The DNA results linked Ridgway to three of the four women listed as victims in his indictment. Sperm samples taken from one of these victims, Carol Ann Christensen, were so conclusive that not more than one person in the world, excluding identical twins, would exhibit that particular DNA profile. Ridgway was charged with three more murders after microscopic paint evidence found with the bodies matched paint at his workplace. In return for confessing to more of the Green River murders, Ridgway was spared the death penalty and is currently serving forty-eight life sentences with no possibility of parole.
8
Oliver
A month later I am sprawled on the couch in the Hunts’ living room, caught in a weird déjà vu: I am scanning the discovery that’s been sent to me, which includes Jacob’s journals on CrimeBusters, while he sits on the floor in front of me watching on TV the very same episode I’m reading about. “Want me to tell you how it ends?” I ask.
“I already know.” Not that that’s kept him from writing down yet another journal entry, this one in a brand-new composition-style notebook.
Episode 49: Sex, Lies, and iMovie
Situation: After a suicide note is spliced into the credits of a feature at a film festival, a B-movie director is found dead in the back of a car—but the team suspects foul play.
Evidence:
Trailer from festival
Cuttings from editing studio—who is the blonde and is she really dead or just acting?
Hard drive of director’s computer
Director’s collection of rare butterflies—red herring, entomology not involved
Acid in pipes
Solved: By ME! 0:24.
“You figured it out in twenty minutes?”
“Yeah.”
“The butler did it,” I say.
“No, actually, it’s the plumber,” Jacob corrects.
So much for making a joke.
We’ve gotten into a routine: instead of staying at my office during the d
ay, I do my trial preparation here at the Hunts’. That way, I can watch Jacob if Emma needs to run out, and I have my client available to answer any questions I’ve got. Thor likes it, because he spends most of the day curled up in Jacob’s lap. Jacob likes it, because I bring the Wii with me.
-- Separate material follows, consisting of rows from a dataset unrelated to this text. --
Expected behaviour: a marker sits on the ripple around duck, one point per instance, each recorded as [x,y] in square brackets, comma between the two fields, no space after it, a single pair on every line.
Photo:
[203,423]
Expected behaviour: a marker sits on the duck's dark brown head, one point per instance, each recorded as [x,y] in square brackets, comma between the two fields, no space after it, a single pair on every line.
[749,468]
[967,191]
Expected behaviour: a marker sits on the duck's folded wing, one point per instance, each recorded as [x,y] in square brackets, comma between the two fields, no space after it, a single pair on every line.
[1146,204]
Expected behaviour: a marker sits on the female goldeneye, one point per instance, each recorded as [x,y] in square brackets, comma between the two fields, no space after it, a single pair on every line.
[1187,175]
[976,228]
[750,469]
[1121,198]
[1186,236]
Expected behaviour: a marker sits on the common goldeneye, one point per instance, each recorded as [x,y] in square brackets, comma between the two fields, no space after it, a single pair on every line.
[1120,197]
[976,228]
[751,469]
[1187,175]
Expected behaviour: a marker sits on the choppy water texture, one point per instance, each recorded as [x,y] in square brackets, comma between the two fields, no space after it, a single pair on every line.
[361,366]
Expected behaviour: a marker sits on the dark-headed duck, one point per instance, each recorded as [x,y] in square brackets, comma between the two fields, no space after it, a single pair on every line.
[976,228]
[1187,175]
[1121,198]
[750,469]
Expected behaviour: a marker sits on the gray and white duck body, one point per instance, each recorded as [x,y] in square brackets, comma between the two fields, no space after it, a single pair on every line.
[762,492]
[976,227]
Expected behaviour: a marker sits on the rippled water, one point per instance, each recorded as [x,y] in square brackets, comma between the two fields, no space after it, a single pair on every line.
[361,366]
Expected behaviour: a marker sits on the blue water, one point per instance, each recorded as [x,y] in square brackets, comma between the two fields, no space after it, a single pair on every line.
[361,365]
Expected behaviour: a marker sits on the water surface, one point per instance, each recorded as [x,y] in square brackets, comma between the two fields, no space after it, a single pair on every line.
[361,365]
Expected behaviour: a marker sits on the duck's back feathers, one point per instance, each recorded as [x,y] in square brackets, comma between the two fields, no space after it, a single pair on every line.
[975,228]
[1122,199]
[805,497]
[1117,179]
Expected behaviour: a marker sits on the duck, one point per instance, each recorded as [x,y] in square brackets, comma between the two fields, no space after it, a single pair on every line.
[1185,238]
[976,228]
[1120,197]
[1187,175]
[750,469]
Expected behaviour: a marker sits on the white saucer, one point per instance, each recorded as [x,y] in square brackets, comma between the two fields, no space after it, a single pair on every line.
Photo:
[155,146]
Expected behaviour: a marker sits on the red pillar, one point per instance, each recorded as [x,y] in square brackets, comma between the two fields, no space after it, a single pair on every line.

Theo likes it because if I bring guacamole on Green Monday for his brother, I slip a personal-size nongreen sausage pizza into the fridge for him.
I don’t really know if Emma likes it.
Theo walks past us in the living room to a file cabinet in the back. “You still doing your homework?” Jacob asks.
There’s not really any malice in his tone—it’s flat, like everything else Jacob says—but Theo flips him the bird. Usually Theo’s the one to finish his work first, but today, he seems to be dragging.
I wait for Jacob to tell him to go fuck himself, but instead, he just fixes his glassy gaze on the television again.
“Hey,” I say, approaching Theo.
He startles and takes the piece of paper he’s scanning and stuffs it into his jeans pocket. “Stop sneaking up on me.”
“What are you doing in here anyway? Isn’t this your mother’s file cabinet?”
“Isn’t this none of your business?” Theo says.
“No. But Jacob is. And you should apologize.”
“I should also have five servings of vegetables a day, but that rarely happens,” he replies, and he heads back into the kitchen to finish his homework.
I know Jacob well enough by now to pick up on the cues that flag his emotions. The fact that he’s rocking back and forth slightly means whatever Theo just said rattled him more than he’s letting on. “If you tell your mother he does that shit to you,” I say, “I can bet you it will stop.”
“You don’t tell on your brother—you take care of him. He’s the only one you’ve got,” Jacob recites. “It’s a rule.”
If I could only make the jury see how Jacob lives from one decree to another; if I could make the connection between a kid who won’t even break one of his mother’s rules much less the law governing our country; if I could somehow prove that his Asperger’s makes it virtually impossible for him to cross that line between right and wrong—well, I could win his case.